Quoting from the CRS report, Presidential Claims of Executive Privilege: History, Law, Practice, and Recent Developments (Dec. 15, 2014 R42670):
Presidential claims of a right to preserve the confidentiality of information and documents in the face of legislative demands have figured prominently, though intermittently, in executive-congressional relations since at least 1792. Few such interbranch disputes over access to information have reached the courts for substantive resolution.

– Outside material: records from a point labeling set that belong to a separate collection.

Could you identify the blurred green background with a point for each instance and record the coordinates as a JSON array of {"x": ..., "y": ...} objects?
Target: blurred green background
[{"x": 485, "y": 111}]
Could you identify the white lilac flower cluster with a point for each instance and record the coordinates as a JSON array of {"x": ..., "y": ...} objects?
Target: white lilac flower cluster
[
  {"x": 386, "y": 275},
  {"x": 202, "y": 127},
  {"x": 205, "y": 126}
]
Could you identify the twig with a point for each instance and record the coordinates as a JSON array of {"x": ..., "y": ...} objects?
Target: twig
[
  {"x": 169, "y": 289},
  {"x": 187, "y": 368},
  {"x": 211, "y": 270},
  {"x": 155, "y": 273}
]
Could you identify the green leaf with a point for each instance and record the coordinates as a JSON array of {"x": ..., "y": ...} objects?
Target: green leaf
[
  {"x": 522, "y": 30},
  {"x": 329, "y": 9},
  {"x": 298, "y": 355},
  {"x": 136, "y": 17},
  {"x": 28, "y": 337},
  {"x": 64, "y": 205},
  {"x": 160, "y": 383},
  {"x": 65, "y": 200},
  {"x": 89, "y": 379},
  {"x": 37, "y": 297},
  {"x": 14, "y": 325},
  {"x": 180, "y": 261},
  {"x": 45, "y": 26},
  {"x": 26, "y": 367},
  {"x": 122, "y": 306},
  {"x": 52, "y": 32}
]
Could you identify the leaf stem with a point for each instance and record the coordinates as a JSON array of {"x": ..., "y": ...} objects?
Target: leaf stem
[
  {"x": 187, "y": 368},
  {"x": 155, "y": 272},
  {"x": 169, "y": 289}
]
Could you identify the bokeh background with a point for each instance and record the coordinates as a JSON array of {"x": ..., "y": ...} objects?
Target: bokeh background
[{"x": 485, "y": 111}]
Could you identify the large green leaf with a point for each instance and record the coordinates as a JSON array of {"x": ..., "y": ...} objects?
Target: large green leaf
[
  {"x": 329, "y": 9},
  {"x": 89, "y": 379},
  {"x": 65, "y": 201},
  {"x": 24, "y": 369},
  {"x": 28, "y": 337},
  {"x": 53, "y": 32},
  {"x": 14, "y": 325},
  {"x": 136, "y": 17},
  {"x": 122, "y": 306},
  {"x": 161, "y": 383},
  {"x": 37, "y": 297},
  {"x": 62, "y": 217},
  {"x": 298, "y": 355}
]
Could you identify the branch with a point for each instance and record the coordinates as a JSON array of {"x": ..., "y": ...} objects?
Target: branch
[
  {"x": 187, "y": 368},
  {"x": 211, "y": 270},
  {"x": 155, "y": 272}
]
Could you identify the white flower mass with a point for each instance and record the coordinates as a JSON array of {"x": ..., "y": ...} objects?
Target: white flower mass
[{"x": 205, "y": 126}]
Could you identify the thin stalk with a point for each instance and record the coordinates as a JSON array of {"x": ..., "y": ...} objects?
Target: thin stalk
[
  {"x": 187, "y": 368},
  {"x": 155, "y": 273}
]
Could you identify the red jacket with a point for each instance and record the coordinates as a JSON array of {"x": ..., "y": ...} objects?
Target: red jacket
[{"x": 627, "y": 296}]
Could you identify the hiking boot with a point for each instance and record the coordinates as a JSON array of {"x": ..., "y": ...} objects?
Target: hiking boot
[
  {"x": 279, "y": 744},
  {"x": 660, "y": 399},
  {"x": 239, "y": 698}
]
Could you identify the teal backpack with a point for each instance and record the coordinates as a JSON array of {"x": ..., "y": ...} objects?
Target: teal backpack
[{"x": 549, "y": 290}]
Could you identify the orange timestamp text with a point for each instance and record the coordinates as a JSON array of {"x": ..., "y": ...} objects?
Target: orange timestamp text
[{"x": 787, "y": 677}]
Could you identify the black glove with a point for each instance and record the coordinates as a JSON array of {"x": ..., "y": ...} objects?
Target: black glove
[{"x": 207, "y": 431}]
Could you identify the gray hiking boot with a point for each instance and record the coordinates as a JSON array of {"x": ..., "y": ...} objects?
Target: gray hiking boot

Supreme Court decisions have left considerable gaps in the law of presidential privilege. Among the more significant issues left open include whether the President must have actually seen or been familiar with the disputed matter; whether the presidential privilege encompasses documents and information developed by, or in the possession of, officers and employees in the departments and agencies of the executive branch, outside of the Executive Office of the President; whether the privilege encompasses all communications with respect to which the President may be interested or is confined to presidential decision making and, if so, whether it is limited to a particular type of presidential decision making; and precisely what kind of demonstration of need must be shown to overcome the privilege and compel disclosure of the materials.